The position of Syrian dictator Bashar al-Assad is getting weaker, analysts say.

His regime has been battling a rebellion that began in the spring of 2011, as unrest spread across the Arab world.

Assad came to power in 2000 as the heir-apparent to his father, Hafez al-Assad, who had seized power in a military coup in 1970, and had clung to power since by ruling with an “iron fist,” according to Amr al-Azm, professor of history at Shawnee State University in Ohio. Azm is also a supporter of the moderate Syrian opposition. “Essentially,” says Azm, “Bashar al-Assad became president of Syria in what we call a quasi-dynastic succession.”

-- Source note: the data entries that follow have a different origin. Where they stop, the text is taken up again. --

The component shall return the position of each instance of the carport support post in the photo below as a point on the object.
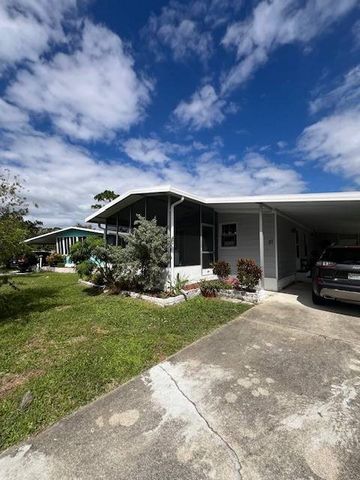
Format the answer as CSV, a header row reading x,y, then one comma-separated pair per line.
x,y
261,244
117,231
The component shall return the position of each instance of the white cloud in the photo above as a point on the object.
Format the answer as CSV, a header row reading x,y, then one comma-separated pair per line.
x,y
151,151
356,33
28,27
89,93
273,24
346,95
334,144
204,109
62,178
186,29
11,117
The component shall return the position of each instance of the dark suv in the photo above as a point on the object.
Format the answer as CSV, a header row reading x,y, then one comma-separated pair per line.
x,y
337,275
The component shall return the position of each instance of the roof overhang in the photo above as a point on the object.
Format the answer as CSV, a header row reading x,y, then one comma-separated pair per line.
x,y
48,238
321,212
132,196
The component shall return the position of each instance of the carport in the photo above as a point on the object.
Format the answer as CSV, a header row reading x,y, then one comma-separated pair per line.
x,y
286,234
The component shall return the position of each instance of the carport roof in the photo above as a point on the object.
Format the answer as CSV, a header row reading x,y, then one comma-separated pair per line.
x,y
322,212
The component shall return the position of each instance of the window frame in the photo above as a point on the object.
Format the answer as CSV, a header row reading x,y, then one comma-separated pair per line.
x,y
234,247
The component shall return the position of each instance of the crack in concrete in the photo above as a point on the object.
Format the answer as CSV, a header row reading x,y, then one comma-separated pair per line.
x,y
228,447
304,332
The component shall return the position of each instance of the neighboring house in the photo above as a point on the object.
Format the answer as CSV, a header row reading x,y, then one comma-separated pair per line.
x,y
279,232
62,240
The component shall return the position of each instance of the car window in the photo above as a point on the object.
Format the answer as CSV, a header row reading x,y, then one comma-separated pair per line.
x,y
342,255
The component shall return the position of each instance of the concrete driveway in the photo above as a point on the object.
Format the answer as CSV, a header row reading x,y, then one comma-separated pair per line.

Assad has survived to this point by rallying a coalition of minorities within his country, who feel threatened by a possible Sunni Muslim majority take-over, and by cajoling and co-opting some Sunnis. More importantly he has received help from international allies, Iran and Russia, together with Iran’s proxies: the Shiite Lebanese militia, Hezbollah.

Azm says another key reason is that “there has been no real international will to remove him.”

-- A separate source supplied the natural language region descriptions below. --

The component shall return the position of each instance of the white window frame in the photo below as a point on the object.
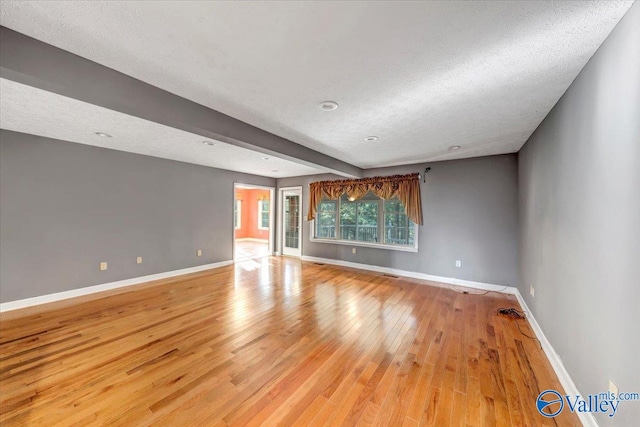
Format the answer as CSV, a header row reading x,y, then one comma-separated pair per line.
x,y
238,214
379,245
260,212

Assad’s enemies are also bitterly divided. There are few remnants left of the liberal idealists who first took to the streets in 2011. There are a few secular groups, and some significant local militias. But otherwise the military opposition to Assad is now dominated by a variety of radical Islamic groups. Most prominent are two: Jabhat al-Nusra, which is linked to al-Qaeda, and the infamous ISIS, which calls itself the Islamic State.

Many of the opposition factions have fought each at different times, and ISIS is currently in conflict with most of them. So the civil war in Syria can currently be described as three-sided. 

Despite these divisions, and despite US and allied bombing against ISIS, the opposition has been making gains since the beginning of 2015. Assad is essentially running out of men, says Azm.

As a result, Russia and Iran have stepped up their assistance. There have been reports over the past month of Soviet fighter-bombers and pilots being based in Syria, and larger facilities being developed at the key port city of Latakia. Military advisers and hardware have also been reported.

These reports led Secretary of State John Kerry to call his counterpart in Moscow to complain this past weekend. But Azm points out there isn’t much the US can do in practical terms.

“Putin has made very clear, since the beginning,” says Azm, “that he will not allow the Assad regime to fall.”

So for now, the war in Syria is set to continue. And so will the flow of refugees.